"Oh, really," she said, in genuine surprise. "Rather unusual for you, isn't it? Is the boy a genius then?"
Amberley shook his head. He hated everything the worthy Toftrees wrote—he had never been able to read more than ten lines of any of the half-dozen books he had published for them. But the Hanover Square side of him had a vast respect for the large sums the couple charmed from the pockets of the public no less than the handsome percentage they put into his own. And a confidential word on business matters with a pretty and pleasant little woman was not without allurement even under the Waggon-roof itself.
"Not at all. Not at all," he murmured into a pretty ear. "We are not paying the lad any advance upon royalties!" He laughed a well-fed laugh. "Ince and Amberley's list," he continued, "is accepted for itself!"
Mrs. Toftrees smiled back at him. "Of course," she murmured. "But I wasn't thinking of the financial side of it. Why? . . . why are you departing from your usual traditions and throwing the shadow of your cloak over this fortunate boy?—if I may ask, of course!"

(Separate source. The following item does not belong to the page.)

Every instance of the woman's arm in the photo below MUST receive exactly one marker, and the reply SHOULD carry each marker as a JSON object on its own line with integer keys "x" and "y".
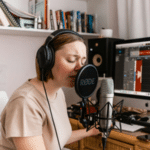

"Well," Amberley answered, and her keen ear detected—or thought that she detected—a slight reluctance in his voice. . . . "Well, Lothian brought him to me, you know."
Mrs. Toftrees' face changed and Amberley saw it.
She was looking down the table to where Lothian was sitting. Her face was a little flushed, and the expression upon it—though not allowed to be explicit—was by no means agreeable. "Lothian's work is very wonderful," she said—and there was a question in her voice "—you think so, Mr. Amberley?"
Bryanstone Square, the Dining Room, asserted itself. Truth to tell, Amberley felt a little uncomfortable and displeased with himself. The fun of the dinner table—the cigarette moment—had rather escaped him. He had got young people round him to-night. He wanted them to be jolly. He had meant to be a good host, to forget his dignities, to unbend and be jolly with them—this fiction-mongering woman was becoming annoying.
"I certainly do, Mrs. Toftrees," he replied, with dignity, and a distinct tone of reproof in his voice.
Mrs. Toftrees, the cool tradeswoman, gave the great man a soothing smile of complete understanding and agreement.